Chang et al. (1989) described 4 splice variants of the TR2 gene, TR2-5, TR2-7, TR2-9, and TR2-11, which encode proteins of 483, 184, 467, and 603 amino acids, respectively. All were isolated from human testis or prostate cDNA libraries. The DNA-binding domains of the 4 variants are identical and share 50 to 60% amino acid identity with other steroid receptors. The TR2-7 receptor has no apparent hormone-binding region, whereas the other 3 variants have the same hormone-binding region followed by variant C termini. In vitro transcription and translation of the TR2-11 receptor indicated that this receptor did not bind any known steroids, suggesting to Chang et al. (1989) that this receptor could be steroid independent or dependent on an unknown hormone. The authors noted that the identity of the DNA-binding regions of these receptors suggests that they regulate the same target gene(s), but the differences in the C termini may allow them to bind different ligands or bind the same ligand with differing affinities. By analogy to the splice variants of the thyroid hormone receptor, the authors suggested that the expression ratio of the TR2 splice variants could vary in a tissue-specific or developmental stage-specific manner regulated at the level of RNA splicing.


Gene Function

Using yeast 2-hybrid analysis, Lee et al. (1998) identified an interaction between mouse Tr2 and Rip140 (NRIP1; 602490). By mutation analysis, they determined that the LxxLL motifs of mouse Rip140 interacted with the activation function-2 region of Tr2. Coimmunoprecipitation experiments detected interaction between the 2 proteins in cell extracts. Rip140 repressed binding of Tr2 to target DNA. In the presence of Rip140, Tr2 translocated into the nucleus.


Mapping

The International Radiation Hybrid Mapping Consortium mapped the NR2C1 gene to chromosome 12 (STS-H68838).

Animal Model

Shyr et al. (2002) detected Tr2 expression in mice at 3 weeks of age, and the expression was restricted mainly to spermatocytes and round spermatids. They found that mice lacking Tr2 were viable with no serious developmental defects. Male mice lacking Tr2 had functional testes, including normal sperm number and motility, and both male and female mice lacking Tr2 were fertile.


REFERENCES

  1. Chang, C., Kokontis, J. Identification of a new member of the steroid receptor super-family by cloning and sequence analysis. Biochem. Biophys. Res. Commun. 155: 971-977, 1988. [PubMed: 3421977] [Full Text: https://doi.org/10.1016/s0006-291x(88)80591-6]

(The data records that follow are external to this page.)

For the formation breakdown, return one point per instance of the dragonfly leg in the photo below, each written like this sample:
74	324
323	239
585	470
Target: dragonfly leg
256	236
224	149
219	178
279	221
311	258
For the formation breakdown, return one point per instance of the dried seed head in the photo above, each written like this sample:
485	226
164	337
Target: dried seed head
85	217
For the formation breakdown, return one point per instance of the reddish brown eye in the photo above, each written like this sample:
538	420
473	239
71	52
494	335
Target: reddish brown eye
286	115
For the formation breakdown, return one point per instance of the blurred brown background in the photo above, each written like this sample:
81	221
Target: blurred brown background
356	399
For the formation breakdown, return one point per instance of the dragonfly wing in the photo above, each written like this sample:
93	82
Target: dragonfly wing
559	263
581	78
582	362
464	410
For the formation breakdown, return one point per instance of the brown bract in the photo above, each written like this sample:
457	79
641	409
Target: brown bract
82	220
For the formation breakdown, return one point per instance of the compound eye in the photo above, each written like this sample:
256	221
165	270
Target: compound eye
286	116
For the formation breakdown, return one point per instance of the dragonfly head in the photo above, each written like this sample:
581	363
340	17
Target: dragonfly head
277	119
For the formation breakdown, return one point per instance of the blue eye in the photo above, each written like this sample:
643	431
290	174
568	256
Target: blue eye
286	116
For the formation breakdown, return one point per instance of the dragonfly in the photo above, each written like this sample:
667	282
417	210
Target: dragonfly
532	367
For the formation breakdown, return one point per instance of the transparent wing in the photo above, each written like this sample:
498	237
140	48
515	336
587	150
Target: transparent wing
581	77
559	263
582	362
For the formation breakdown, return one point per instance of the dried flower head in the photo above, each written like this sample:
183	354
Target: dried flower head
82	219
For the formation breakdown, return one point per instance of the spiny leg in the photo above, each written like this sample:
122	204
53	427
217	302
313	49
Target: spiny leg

  2. Chang, C., Kokontis, J., Acakpo-Satchivi, L., Liao, S., Takeda, H., Chang, Y. Molecular cloning of new human TR2 receptors: a class of steroid receptor with multiple ligand-binding domains. Biochem. Biophys. Res. Commun. 165: 735-741, 1989. [PubMed: 2597158] [Full Text: https://doi.org/10.1016/s0006-291x(89)80028-2]

  3. Lee, C.-H., Chinpaisal, C., Wei, L.-N. Cloning and characterization of mouse RIP140, a corepressor for nuclear orphan receptor TR2. Molec. Cell. Biol. 18: 6745-6755, 1998. [PubMed: 9774688] [Full Text: https://doi.org/10.1128/MCB.18.11.6745]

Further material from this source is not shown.